Posted by Cserep Janos <cs...@szeretgom.hu>.
> CoolPage.PageTitle=ApplicationName - Cool Page Title
>
> into your application properties file.
>


>From an SEO point of view this approach is more versatile. I usually have

CoolPage.PageTitle
CoolPage.MetaDescription
CoolPage.MetaKeywords

all defined in properties files and added from base page.
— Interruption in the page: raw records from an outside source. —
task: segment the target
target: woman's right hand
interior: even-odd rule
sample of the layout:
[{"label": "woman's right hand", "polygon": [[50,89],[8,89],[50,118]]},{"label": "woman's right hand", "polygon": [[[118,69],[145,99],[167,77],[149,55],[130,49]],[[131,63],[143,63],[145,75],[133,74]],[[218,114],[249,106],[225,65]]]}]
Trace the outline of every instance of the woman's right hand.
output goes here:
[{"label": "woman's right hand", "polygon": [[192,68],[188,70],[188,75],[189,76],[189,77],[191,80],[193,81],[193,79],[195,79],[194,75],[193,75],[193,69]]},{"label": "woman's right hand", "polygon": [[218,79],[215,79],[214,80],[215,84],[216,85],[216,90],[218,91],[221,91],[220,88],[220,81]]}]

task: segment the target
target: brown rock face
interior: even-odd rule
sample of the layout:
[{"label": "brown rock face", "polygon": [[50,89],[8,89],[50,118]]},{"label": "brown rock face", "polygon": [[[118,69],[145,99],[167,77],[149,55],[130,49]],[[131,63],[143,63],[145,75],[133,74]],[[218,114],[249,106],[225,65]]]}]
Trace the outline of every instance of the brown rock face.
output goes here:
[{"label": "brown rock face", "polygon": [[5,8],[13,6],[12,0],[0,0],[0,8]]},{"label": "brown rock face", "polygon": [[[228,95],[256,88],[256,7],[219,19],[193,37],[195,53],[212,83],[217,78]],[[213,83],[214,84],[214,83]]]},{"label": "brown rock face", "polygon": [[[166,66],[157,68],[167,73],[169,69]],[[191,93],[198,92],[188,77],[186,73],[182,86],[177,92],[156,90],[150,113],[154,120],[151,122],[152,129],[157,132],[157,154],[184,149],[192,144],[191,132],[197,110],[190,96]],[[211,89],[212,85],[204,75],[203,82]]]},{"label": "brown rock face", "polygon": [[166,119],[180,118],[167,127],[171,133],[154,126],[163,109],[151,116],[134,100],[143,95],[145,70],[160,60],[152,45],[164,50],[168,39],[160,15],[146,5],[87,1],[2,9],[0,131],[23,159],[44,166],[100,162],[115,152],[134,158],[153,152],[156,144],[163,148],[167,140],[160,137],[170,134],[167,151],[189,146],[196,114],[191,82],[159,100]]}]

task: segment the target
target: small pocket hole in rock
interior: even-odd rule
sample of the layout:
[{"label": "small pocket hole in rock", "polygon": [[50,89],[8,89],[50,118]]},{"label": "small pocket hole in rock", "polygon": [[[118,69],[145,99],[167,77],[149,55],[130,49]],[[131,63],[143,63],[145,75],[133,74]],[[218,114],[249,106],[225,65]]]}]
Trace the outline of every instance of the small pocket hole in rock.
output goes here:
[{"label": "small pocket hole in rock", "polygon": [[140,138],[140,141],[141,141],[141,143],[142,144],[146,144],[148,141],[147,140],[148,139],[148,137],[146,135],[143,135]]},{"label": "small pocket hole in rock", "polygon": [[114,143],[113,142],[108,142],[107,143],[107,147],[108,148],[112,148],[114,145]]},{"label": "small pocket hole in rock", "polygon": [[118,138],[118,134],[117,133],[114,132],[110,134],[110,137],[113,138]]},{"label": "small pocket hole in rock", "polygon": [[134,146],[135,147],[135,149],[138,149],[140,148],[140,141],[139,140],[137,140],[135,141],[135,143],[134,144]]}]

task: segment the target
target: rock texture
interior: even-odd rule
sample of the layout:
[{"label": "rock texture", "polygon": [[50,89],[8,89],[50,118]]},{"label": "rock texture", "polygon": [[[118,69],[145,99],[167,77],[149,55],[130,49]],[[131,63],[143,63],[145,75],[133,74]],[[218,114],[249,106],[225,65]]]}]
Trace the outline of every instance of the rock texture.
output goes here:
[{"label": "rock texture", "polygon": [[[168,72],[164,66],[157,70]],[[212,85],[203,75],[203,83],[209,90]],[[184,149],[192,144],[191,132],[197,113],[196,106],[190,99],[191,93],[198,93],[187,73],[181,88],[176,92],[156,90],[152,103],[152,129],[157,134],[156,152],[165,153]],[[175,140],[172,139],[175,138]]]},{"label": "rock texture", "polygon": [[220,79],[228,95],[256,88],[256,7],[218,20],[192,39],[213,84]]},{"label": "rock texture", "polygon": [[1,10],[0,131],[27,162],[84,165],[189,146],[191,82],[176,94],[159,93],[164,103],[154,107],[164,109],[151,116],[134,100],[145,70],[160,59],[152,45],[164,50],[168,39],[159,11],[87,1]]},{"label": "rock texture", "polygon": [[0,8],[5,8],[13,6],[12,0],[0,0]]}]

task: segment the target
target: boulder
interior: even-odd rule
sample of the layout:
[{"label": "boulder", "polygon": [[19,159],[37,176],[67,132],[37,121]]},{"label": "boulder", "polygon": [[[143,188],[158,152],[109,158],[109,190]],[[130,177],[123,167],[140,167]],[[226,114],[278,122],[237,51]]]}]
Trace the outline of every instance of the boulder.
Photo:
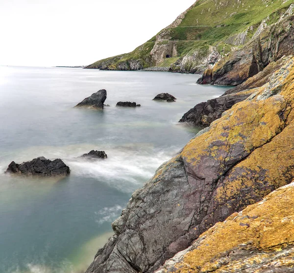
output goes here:
[{"label": "boulder", "polygon": [[88,153],[85,153],[80,158],[87,159],[96,159],[97,158],[107,158],[107,155],[104,151],[95,151],[92,150]]},{"label": "boulder", "polygon": [[139,107],[141,105],[137,105],[136,103],[131,103],[131,102],[119,102],[117,104],[117,106],[122,106],[123,107]]},{"label": "boulder", "polygon": [[176,99],[168,93],[161,93],[158,94],[153,99],[153,101],[167,101],[169,102],[175,102]]},{"label": "boulder", "polygon": [[82,102],[77,104],[75,107],[91,107],[97,109],[103,109],[107,95],[105,89],[99,90],[96,93],[93,93],[90,97],[84,99]]},{"label": "boulder", "polygon": [[[86,273],[153,273],[216,223],[291,183],[293,79],[294,59],[160,166],[132,194],[112,224],[115,234],[98,251]],[[264,228],[263,232],[272,233]],[[264,235],[257,234],[257,242],[264,243]],[[209,271],[212,272],[205,272]]]},{"label": "boulder", "polygon": [[21,164],[18,164],[12,161],[5,172],[23,175],[51,176],[68,175],[70,170],[70,168],[61,159],[51,161],[42,156],[34,158],[31,161],[23,162]]}]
If you put your
domain object into the page's model (if I have a ContentView page I usually
put a DetachableContentModel into the page's default model) you can even
have these string properties reference properties from that object if you
pass the page's model to the StringResourceModel like this:

public IModel<String> getPageTitleModel() {
  return new StringResourceModel("ApplicationName", this,
getDefaultModel());
}

Re: Markup inheritance with child pages setting title in the form 'BasePage.title + " - " + ChildPage.title'

Posted by Janos Cserep <cs...@metaprime.hu>.
> 1. Set an instance variable in the base page called basePageName


You don't need a variable - all you need is a getter:

public IModel<String> getPageTitleModel() {
  return new Model("ApplicationName");
}


> 2. Use a Label to set the title in the base page


Exactly, like this:

add(new Label("pageTitle", getPageTitleModel());


>
> 3. Let child pages append their part to the Label
>

public IModel<String> getPageTitleModel() {
  return new Model("ApplicationName - Cool Page");
}


Another approach (this way you handle localization and don't have to
override anything in your pages):

public IModel<String> getPageTitleModel() {
  return new StringResourceModel(this.getClass().getSimpleName() +
".PageTitle", this, null);
}

and put

CoolPage.PageTitle=ApplicationName - Cool Page Title

into your application properties file.